Savvy as Katy was, she could hardly have anticipated the intensity of my views. I leaned fervently, incontrovertibly toward the nurture side of the nature vs. nurture debate. If anyone spoke to me of gender as something innate or remotely natural, I did the intellectual equivalent of covering my ears and shouting “la,la, la, I can’t hear you!”

Now, in reel after reel, I discovered Katy at 2, 3, and 4–already miraculously masculine, already chaffing like a football player in frilly dresses, already looking dejected when she unwrapped yet another doll from underneath the Christmas tree.

Suddenly, the whole notion of nature vs. nurture ceased to make sense. Her pintsize Texan masculinity was culturally pitch-perfect–and a total violation of the prevailing gender system. It was incongruent with biology–and undeniably physical, emanating from every muscle and gesture.

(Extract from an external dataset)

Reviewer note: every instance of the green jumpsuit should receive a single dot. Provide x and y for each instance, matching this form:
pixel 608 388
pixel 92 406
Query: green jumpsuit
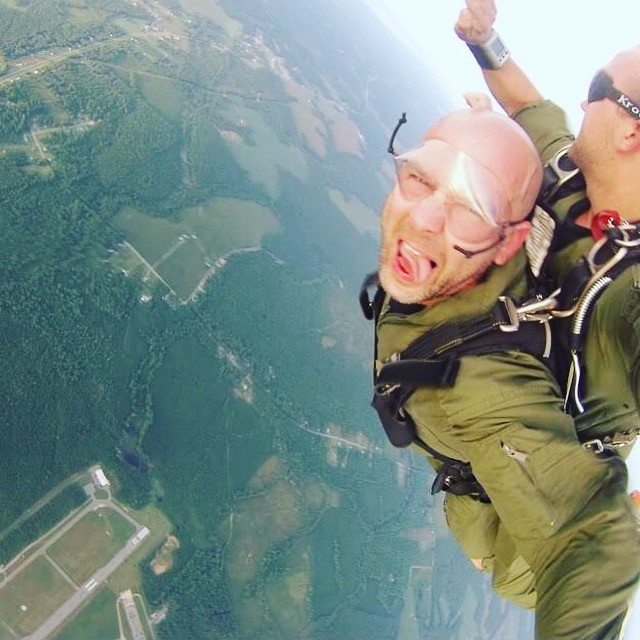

The highlight of the home movie festival was the year when she appeared next to the Christmas tree in full Davy Crockett regalia. A second later, the wrapping paper was off, and she was jumping up and down, triumphantly brandishing a new BB gun.

“Dude,” I said, “this is blowing my mind.”

***
Last December, we made a family trip to Target to find a gift for Waylon’s friend Layla, whom he’s known from infancy. As I was hefting Waylon into the cart, I asked him what he thought Layla would like, fully expecting him to list his latest vehicular obsessions.

“Umm, I think…Barbie.”

Has ever a parenting moment been more bittersweet? I hugged him and showered him with praise for thinking about someone else’s feelings.

Privately, I was imagining my white, blonde, blue-eyed son delivering a Barbie to his brown-skinned, black-haired girl friend. It looked like a tableau with the caption “Gender and Imperialism.”

Luckily, at that moment, Katy arrived from parking the car and settled the matter with a phone call to Layla’s aunt. It turned out that Waylon was right; Layla was expecting a Barbie Dream House from Santa. And she needed furniture. Relieved that we would not be solely responsible for introducing Layla to Barbie, I followed my family to the toy aisle, where we proceeded to ponder tiny pink bedroom sets.

***
A few days later, we were installed at the fancy beach resort. It was beginning to dawn on me that $200 a night buys an alarmingly frequent level of personal contact. The entire staff seemed to be connected by walkie-talkie; as we passed from reception to the lobby to our room, we were repeatedly greeted as “Mr. and Mrs. Schilt.”

Although her identity is somewhere between genders, Katy is quite content to pass in such situations. It’s her voice that usually gives her away. That evening, in the time it took to for the waiter to unpack our room service order, she had gone from “Mr. Schilt” to “ma’am.” We joked about it on the way to the airport, imagining a one-woman show called “From Mister to Ma’am.”

No to be left out of the joke, Waylon said, “Yeah, he didn’t realize that you were a girl-boy,” in a tone of five-year-old comic exasperation.

“Wait, I thought you called Mommy a ‘boy-girl,'” I said, confused.

“No, that was back when I was only thinking of myself, so I always put ‘boy’ first. But now I’m thinking of other people,” he explained.

My parenting manuals say that five years old is when kids begin to develop the capacity to empathize with other people’s emotions and experiences. According to that developmental timetable, Waylon was right on schedule.